In popular television shows and movies, hospital birth is most typically presented as painful, but endurable, safe, and resulting in a sweaty-but-smiling woman holding a healthy newborn in her arms moments afterward. Such was the case in one of the latest episodes of the television drama Parenthood when the character Kristina Braverman gives birth to her daughter Nora. Unable to get a hold of her husband, a nurse takes charge and is the one to pressure her brother-in-law to stay in the room with her to provide a supporting role. Meanwhile, the rest of the extended family soon gathers outside to congratulate her and welcome the new child into the world. I don't really know how the experience of childbirth could be painted in a more positive light without glossing over the very real physical pain, exhaustion, and perfectly realistic fears parents have about complications that routinely occur in a minority of cases. 

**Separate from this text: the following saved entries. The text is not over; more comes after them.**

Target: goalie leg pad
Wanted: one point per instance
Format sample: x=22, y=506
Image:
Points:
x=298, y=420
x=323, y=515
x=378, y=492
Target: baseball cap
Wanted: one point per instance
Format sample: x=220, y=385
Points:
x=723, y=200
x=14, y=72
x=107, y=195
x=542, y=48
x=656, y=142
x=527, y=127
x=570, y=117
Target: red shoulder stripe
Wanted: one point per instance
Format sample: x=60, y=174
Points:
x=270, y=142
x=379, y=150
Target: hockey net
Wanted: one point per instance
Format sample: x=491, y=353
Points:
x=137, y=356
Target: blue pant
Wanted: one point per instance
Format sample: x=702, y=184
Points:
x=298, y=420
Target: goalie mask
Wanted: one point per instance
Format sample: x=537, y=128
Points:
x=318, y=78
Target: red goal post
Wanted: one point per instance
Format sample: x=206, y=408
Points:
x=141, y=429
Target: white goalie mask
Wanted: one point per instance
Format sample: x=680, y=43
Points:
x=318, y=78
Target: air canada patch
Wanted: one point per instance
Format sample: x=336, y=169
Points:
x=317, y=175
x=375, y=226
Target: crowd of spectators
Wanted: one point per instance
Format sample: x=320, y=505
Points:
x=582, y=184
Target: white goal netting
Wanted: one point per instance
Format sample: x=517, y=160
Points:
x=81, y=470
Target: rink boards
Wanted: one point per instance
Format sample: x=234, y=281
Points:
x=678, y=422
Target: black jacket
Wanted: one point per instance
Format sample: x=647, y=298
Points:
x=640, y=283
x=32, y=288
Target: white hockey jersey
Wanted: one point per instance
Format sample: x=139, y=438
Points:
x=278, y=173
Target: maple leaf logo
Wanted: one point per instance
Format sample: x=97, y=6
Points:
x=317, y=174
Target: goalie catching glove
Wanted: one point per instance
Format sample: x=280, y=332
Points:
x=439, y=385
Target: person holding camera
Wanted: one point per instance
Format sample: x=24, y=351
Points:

Kotak claims that "... the ultimate creation of this life performance will be a living being!" No. The ultimate creation of this life performance will be a bump to the artist's career and ego, and further dissemination of some more foolish sentiments of the natural childbirth movement. The living being will be the result of a biological function that most human women are capable of for most of their adult lives. 

The most authentic experience is not a performance of any kind. When real life is presented to an audience as art, both the viewers and performers end up having an experience that is mitigated by the self awareness and analysis invited by it also being a performance. The performance aspect does not elevate the experience. Rather, it cheapens and objectifies it.